The easy assumption after the latest collapse would be to call it complacency, particularly after having a decent 2013 batting-wise and an even better previous Test series against New Zealand three months ago. The worst batting performance last year was in the first Test in Zimbabwe last April, when everyone surrendered to seam and the threat of a shorter length.
The same theme followed in this first innings as Shaminda Eranga and Suranga Lakmal bowled a shorter length and produced bounce from the Mirpur wicket with more wrist-action on the ball. All of the batsmen tried to play shots, but weren't manufacturing them, to their credit.

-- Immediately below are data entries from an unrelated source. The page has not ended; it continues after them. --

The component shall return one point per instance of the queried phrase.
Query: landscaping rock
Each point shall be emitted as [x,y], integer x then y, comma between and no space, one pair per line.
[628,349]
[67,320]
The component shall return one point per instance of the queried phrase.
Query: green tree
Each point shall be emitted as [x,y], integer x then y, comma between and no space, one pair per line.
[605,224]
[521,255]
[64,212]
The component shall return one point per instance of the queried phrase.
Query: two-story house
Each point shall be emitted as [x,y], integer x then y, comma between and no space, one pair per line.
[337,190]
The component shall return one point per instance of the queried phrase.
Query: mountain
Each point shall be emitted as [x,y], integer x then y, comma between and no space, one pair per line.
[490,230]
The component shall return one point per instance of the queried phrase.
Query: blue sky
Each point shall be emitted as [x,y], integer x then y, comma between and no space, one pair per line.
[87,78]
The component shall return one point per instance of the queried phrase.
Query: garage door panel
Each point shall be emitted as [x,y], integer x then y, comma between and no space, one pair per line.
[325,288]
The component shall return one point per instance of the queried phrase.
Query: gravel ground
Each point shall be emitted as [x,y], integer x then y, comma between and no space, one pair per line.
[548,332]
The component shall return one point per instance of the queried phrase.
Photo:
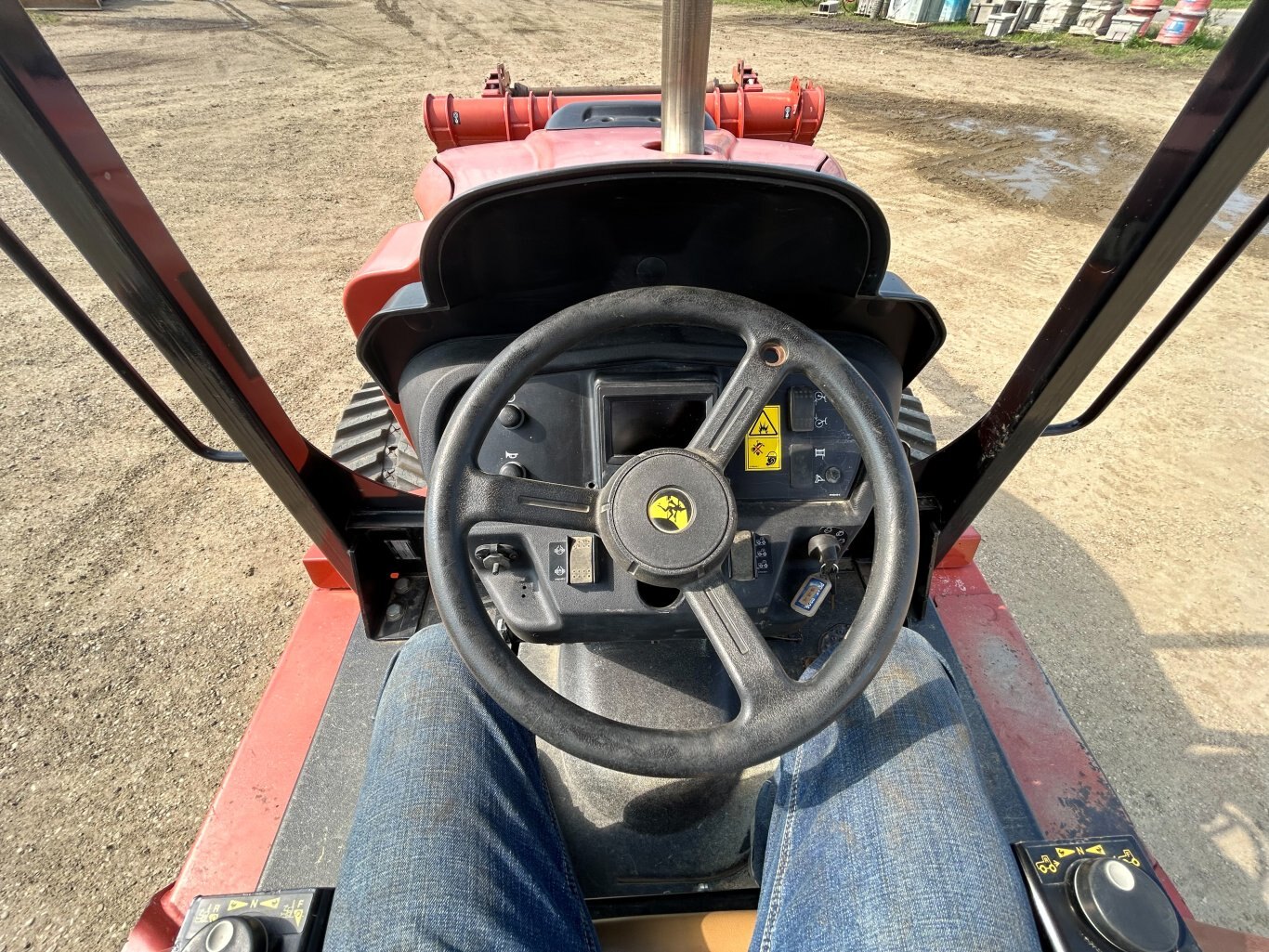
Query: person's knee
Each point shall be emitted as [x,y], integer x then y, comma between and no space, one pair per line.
[426,649]
[914,660]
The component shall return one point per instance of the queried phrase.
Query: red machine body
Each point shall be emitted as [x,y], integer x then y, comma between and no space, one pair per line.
[504,111]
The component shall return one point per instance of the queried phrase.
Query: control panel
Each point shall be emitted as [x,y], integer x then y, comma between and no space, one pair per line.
[1101,895]
[580,428]
[287,920]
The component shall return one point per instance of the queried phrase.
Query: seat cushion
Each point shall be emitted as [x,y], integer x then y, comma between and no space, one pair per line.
[683,932]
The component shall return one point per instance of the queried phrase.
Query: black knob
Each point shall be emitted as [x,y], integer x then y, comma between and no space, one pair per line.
[510,416]
[1124,906]
[234,933]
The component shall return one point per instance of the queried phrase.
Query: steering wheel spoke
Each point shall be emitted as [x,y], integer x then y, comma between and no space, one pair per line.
[749,390]
[496,498]
[754,669]
[684,541]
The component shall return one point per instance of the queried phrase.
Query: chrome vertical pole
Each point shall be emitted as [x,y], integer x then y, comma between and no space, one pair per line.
[684,72]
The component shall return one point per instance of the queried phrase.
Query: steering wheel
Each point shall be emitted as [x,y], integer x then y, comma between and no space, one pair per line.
[776,712]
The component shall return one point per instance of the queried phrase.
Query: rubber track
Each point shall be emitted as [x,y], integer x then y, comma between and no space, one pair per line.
[914,426]
[370,440]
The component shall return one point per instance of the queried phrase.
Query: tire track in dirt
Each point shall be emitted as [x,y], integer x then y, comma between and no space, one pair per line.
[308,20]
[254,26]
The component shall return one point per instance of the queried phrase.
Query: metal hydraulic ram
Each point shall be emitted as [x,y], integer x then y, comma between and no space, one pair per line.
[505,111]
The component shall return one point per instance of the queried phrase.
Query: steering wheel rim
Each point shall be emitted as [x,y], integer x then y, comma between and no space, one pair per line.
[774,716]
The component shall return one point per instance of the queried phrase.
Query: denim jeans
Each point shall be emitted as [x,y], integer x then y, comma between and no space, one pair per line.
[881,837]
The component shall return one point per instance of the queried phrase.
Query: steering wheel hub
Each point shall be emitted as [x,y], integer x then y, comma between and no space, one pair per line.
[668,516]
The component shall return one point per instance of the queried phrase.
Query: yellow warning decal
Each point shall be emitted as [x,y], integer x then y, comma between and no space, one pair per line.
[763,443]
[1048,865]
[768,423]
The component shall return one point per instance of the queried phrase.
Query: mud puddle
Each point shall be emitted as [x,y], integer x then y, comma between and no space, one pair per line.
[1060,165]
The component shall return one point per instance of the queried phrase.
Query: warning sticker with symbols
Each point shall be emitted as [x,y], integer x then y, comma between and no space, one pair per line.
[763,443]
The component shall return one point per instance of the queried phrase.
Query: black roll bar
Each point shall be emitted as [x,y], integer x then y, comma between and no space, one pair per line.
[1219,136]
[48,286]
[371,533]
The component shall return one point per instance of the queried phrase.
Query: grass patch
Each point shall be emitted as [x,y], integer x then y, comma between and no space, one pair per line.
[1199,51]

But the day's scorecard is dismissive enough of their batting approach. Monday's collapse was the result of bad habits, proper planning from the opposition and impetuous strokeplay, though the current top-order contains batsmen with more ability than it did in the past. Tamim Iqbal's hook shot didn't connect well, Marshall Ayub missed a ball that moved in just a bit, Shamsur Rahman played away from the body - his natural reaction to anything pitched up - and Mominul pulled the ball when he shouldn't have.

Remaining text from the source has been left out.